For its exhibit, which was organized by the Detroit Institute of the Arts, the Frist has divided the 71 Ashcan paintings into four main sections: fine and performing arts, sports and recreation, bars and cafés and the outdoors.
Ashcan artists seemed to enjoy every kind of performing art. They attended lowbrow carnivals and highbrow operas, and they found equal amounts of inspiration in both.
Henri got the idea for one of his greatest paintings after attending a performance of Richard Strauss’ Salome at the Metropolitan Opera in 1907. Strauss’ opera was full of violent and sexually explicit material—the controversial production was banned after just one performance. Henri’s painting does the opera justice.
It features Salome herself, a sensuous young woman who looks like a character right out of The Thousand and One Nights. Henri saw the famed soprano Mary Garden in the production, but he used a model for his “Salome.” His 1909 image of a slinky seductress, complete with utterly sexy and bare midriff, no doubt turned a few heads.
Ashcan paintings of sporting events could be just as realistic, even graphic. Painter George Bellows’ “Dempsey and Firpo” (1924) shows famed heavyweight champion Jack Dempsey being knocked clear out of the ring. “You can feel the violence,” says Delmez.
Interestingly, the Ashcan artists created scenes of bars and restaurants that seemed just as energetic as their sports paintings. One of the most evocative is John Sloan’s “McSorley’s Bar” from 1912. Sloan used dark colors to suggest the griminess of the place. Yet the image, with its bantering beer drinkers, seems as happy and lively as an episode of Cheers.
Long before Robert Moses paved his famous parkways to the beaches of Long Island, New Yorkers were constantly searching for outdoor sanctuary. The most famous getaway, of course, has always been Central Park, and it was a favorite haunt of the Ashcan artists.

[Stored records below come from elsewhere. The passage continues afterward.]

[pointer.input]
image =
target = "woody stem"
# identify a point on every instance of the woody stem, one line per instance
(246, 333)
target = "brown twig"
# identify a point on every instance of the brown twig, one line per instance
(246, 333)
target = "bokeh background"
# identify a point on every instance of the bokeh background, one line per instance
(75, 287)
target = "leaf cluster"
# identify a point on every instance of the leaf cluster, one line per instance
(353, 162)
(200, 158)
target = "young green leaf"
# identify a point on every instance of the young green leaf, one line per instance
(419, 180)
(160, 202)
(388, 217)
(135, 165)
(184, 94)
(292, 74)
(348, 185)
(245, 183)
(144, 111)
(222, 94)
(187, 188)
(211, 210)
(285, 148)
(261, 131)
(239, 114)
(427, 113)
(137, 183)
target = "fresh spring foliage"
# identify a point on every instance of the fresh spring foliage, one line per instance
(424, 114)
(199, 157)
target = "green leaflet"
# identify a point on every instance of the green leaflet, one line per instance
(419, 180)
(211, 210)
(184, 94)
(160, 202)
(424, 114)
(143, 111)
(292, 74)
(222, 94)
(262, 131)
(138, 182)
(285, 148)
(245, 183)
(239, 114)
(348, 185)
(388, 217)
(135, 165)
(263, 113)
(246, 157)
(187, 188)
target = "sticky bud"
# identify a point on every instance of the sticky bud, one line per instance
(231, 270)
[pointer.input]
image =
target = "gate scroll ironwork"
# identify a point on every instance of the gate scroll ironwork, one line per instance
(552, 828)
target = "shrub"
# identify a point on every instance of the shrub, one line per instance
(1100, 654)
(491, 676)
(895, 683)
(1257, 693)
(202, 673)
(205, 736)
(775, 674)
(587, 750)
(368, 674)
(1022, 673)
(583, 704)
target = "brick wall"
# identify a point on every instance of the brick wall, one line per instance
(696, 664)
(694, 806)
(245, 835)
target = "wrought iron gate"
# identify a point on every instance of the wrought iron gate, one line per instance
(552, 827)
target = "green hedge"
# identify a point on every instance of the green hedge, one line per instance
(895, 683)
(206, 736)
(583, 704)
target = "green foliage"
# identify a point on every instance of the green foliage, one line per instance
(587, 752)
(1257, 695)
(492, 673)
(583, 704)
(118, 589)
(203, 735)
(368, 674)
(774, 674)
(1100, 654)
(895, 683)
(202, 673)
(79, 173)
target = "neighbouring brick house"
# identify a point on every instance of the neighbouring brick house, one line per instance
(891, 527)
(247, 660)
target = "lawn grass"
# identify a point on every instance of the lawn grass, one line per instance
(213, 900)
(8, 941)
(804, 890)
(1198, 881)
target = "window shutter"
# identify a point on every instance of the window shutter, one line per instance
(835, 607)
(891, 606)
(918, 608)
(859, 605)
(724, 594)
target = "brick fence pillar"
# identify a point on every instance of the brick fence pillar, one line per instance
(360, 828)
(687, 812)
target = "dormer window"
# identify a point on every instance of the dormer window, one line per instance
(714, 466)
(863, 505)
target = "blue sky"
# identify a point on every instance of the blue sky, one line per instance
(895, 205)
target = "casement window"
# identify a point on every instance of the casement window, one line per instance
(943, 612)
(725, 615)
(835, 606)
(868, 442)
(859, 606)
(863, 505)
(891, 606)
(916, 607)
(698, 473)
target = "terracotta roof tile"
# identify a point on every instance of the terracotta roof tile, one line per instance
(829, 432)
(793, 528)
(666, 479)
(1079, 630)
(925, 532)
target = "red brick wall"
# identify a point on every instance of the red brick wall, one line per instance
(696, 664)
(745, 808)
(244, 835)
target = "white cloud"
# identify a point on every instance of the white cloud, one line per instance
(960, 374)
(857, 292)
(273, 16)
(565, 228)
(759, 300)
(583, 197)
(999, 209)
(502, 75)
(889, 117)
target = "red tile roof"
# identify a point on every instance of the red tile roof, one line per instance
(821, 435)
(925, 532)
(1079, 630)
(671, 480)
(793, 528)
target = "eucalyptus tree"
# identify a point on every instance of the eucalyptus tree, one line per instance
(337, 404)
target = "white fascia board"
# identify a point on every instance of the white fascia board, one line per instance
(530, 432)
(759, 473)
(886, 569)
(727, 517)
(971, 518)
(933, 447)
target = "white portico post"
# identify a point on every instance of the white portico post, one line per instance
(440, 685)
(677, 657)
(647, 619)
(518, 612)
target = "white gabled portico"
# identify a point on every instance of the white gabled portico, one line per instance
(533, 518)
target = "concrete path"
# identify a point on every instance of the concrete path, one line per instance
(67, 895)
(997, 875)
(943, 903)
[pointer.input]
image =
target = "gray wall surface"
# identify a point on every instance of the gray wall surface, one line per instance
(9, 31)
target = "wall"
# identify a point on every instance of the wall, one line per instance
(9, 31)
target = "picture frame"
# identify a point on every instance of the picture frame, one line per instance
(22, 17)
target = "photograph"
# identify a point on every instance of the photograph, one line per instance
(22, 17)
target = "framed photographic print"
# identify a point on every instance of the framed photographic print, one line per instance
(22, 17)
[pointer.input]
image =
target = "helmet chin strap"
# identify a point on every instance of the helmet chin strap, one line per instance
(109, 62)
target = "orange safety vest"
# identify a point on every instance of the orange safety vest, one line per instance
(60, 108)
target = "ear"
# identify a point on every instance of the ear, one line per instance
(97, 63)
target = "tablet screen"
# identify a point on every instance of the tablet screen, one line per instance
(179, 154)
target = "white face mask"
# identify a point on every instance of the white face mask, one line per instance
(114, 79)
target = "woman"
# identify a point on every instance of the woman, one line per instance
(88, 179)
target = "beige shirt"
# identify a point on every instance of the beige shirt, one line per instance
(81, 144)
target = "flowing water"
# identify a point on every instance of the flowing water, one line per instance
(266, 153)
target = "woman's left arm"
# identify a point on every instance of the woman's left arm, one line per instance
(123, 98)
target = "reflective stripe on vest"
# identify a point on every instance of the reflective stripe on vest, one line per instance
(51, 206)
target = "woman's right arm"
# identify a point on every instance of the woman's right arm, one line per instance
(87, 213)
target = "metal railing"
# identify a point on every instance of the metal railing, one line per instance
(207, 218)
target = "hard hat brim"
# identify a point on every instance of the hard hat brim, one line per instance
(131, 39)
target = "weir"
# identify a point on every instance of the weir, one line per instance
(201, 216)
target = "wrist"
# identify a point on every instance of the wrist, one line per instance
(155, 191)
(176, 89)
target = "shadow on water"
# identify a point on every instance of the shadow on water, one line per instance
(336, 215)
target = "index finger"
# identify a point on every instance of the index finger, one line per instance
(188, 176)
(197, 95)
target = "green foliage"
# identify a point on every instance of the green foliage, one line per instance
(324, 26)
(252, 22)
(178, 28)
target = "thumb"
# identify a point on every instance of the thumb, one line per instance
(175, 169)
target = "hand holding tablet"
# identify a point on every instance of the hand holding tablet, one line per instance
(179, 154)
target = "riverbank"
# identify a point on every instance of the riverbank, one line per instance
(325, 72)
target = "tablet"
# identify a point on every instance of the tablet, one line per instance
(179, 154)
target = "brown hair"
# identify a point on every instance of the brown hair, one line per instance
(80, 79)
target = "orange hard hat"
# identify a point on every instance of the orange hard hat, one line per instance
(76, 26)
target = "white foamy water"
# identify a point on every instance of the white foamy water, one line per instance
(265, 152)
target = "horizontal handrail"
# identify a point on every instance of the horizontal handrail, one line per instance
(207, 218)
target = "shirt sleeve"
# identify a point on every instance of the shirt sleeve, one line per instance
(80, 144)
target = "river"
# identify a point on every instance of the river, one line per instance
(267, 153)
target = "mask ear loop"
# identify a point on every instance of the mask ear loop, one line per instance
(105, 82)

William Glackens captures the joy of the place in “Central Park, Winter” from 1905, which showed children sledding down the park’s snowy slopes. He also painted the park in spring, and his “May Day, Central Park” from 1905 is positively brimming with the energy of New Yorkers enjoying their festive romps in the park.“That painting is like so many of the images you’ll see at our exhibit,” says Delmez. “The Ashcan artists knew how to paint the bustle of life. They knew how to paint joy.”